The Need for Mobile General Computation (aka, why I'm stuck with Android)

This is an pretty old post from my blog, which has been preserved in case its content is of any interest. You might want to go back to the homepage to see some more recent stuff.

My mobile phone contract has well and truly hit the “18-month itch” stage – although I still have six months until an upgrade is due, I can’t help but look at adverts and scan gadget blogs and think “ooh, I want one of those”.

I could go for an iPhone, and have a vast library of apps to choose from – far more than Android has ever offered.  I could go for a Windows Phone device and enjoy a user interface that is genuinely refreshing compared to the rest of the mobile OS options.

But much as it annoys me with its weird bugs, poor battery life, fragmentation, weird manufacturer-specific skins and inconsistent interface, there’s one important advantage to Android that sways my decision back to it every time I consider the alternatives. It is simply this:

I want to be in charge of my device.

The seeds of the war on general-purpose computation are already taking root in the mobile OS space. Phones and tablets are quickly gaining ground as the primary means of getting things done in our online worlds, and implicit in that is that users of these devices are putting the manufacturers and the mobile networks in charge of what they can and cannot do with them.

I reject this trend. I want root.

I want to be able to uninstall the apps HTC and Vodafone think I should use. I want to firewall apps off from “phoning home”. I want to back up a complete partition image of my phone. I want to run any script I can think of. I want to tunnel my network access over SSH.

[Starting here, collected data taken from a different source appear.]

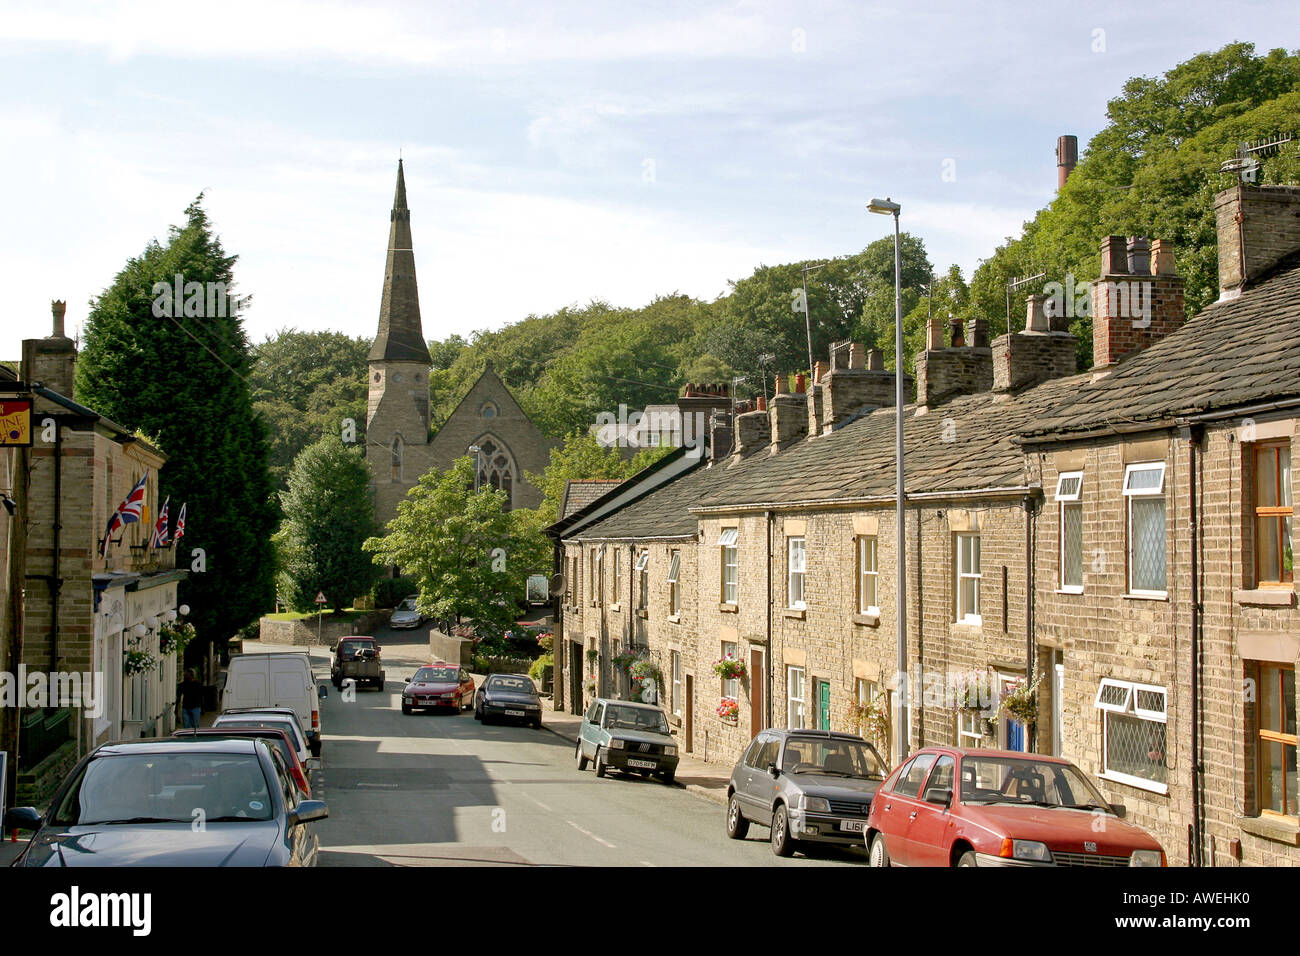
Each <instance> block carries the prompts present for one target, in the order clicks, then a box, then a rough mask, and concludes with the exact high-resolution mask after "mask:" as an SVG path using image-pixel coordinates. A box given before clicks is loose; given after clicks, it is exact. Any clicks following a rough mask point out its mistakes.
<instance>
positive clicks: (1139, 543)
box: [1125, 462, 1165, 596]
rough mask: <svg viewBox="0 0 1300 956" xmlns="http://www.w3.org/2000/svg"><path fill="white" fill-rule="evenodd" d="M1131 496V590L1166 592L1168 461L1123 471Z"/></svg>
mask: <svg viewBox="0 0 1300 956" xmlns="http://www.w3.org/2000/svg"><path fill="white" fill-rule="evenodd" d="M1125 497H1126V498H1127V499H1128V592H1130V593H1135V594H1141V593H1147V594H1160V596H1164V594H1165V463H1164V462H1148V463H1145V464H1130V466H1128V467H1127V468H1126V470H1125Z"/></svg>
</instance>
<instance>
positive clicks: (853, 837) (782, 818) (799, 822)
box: [727, 730, 889, 856]
mask: <svg viewBox="0 0 1300 956" xmlns="http://www.w3.org/2000/svg"><path fill="white" fill-rule="evenodd" d="M888 773H889V767H888V765H887V763H885V761H884V760H883V758H881V757H880V753H879V752H878V750H876V748H874V747H872V745H871V744H868V743H867V741H866V740H863V739H862V737H858V736H854V735H853V734H839V732H835V731H828V730H764V731H763V732H762V734H759V735H758V736H757V737H754V740H753V743H750V745H749V749H746V750H745V754H744V756H742V757H741V758H740V762H737V763H736V769H735V770H732V777H731V782H729V783H728V784H727V835H728V836H731V838H732V839H733V840H742V839H745V835H746V834H748V832H749V825H750V823H758V825H759V826H767V827H771V840H772V852H774V853H776V855H777V856H790V855H792V853H793V852H794V851H796V849H800V848H801V844H807V843H826V844H839V845H844V847H857V845H861V844H862V834H863V830H865V827H866V823H867V810H870V809H871V797H872V796H874V795H875V792H876V787H879V786H880V784H881V782H884V779H885V775H887V774H888Z"/></svg>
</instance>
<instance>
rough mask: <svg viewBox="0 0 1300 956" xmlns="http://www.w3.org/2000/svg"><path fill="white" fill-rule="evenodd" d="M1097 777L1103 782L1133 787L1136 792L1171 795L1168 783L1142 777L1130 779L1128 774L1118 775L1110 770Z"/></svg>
mask: <svg viewBox="0 0 1300 956" xmlns="http://www.w3.org/2000/svg"><path fill="white" fill-rule="evenodd" d="M1097 777H1099V778H1100V779H1102V780H1110V782H1112V783H1122V784H1123V786H1126V787H1132V788H1134V790H1145V791H1148V792H1151V793H1160V795H1162V796H1167V795H1169V784H1167V783H1156V782H1154V780H1144V779H1141V778H1140V777H1130V775H1128V774H1117V773H1113V771H1110V770H1104V771H1101V773H1100V774H1097Z"/></svg>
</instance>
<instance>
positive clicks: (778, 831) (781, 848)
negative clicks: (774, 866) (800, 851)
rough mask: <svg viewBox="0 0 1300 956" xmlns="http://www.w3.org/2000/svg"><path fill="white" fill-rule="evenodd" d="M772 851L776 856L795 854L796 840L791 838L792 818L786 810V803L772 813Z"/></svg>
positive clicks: (782, 804)
mask: <svg viewBox="0 0 1300 956" xmlns="http://www.w3.org/2000/svg"><path fill="white" fill-rule="evenodd" d="M772 852H774V853H776V856H793V855H794V840H793V838H790V818H789V814H788V813H787V810H785V804H780V805H779V806H777V808H776V813H774V814H772Z"/></svg>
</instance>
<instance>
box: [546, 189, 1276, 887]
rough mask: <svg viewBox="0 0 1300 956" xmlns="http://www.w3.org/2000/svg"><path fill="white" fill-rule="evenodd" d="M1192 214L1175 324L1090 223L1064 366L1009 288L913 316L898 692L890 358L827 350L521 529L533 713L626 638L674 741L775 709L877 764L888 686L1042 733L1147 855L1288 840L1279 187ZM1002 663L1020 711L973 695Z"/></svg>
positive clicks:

By and large, mobile software and hardware manufacturers are hostile to this kind of activity. It’s impossible on a Windows Phone device. iPhones can be jailbroken but OS updates – including important security updates – undo the jailbreaking until some enterprising hacker can find another exploit.  Of the current crowd of mobile operating systems, only Android, with its open-source releases of the core OS, allows said enterprising hackers to create their own distributions of the operating system and maintain “root” whilst applying Google’s own OS updates.

So although I am bored of Android, though I crave a new and interesting user interface to play with, I crave freedom more. If I can’t make a device mine; if I can’t choose to be master of all that goes into it, out of it and through it, it’s not a general purpose computer – and I refuse to base a good proportion of my future computing needs on it.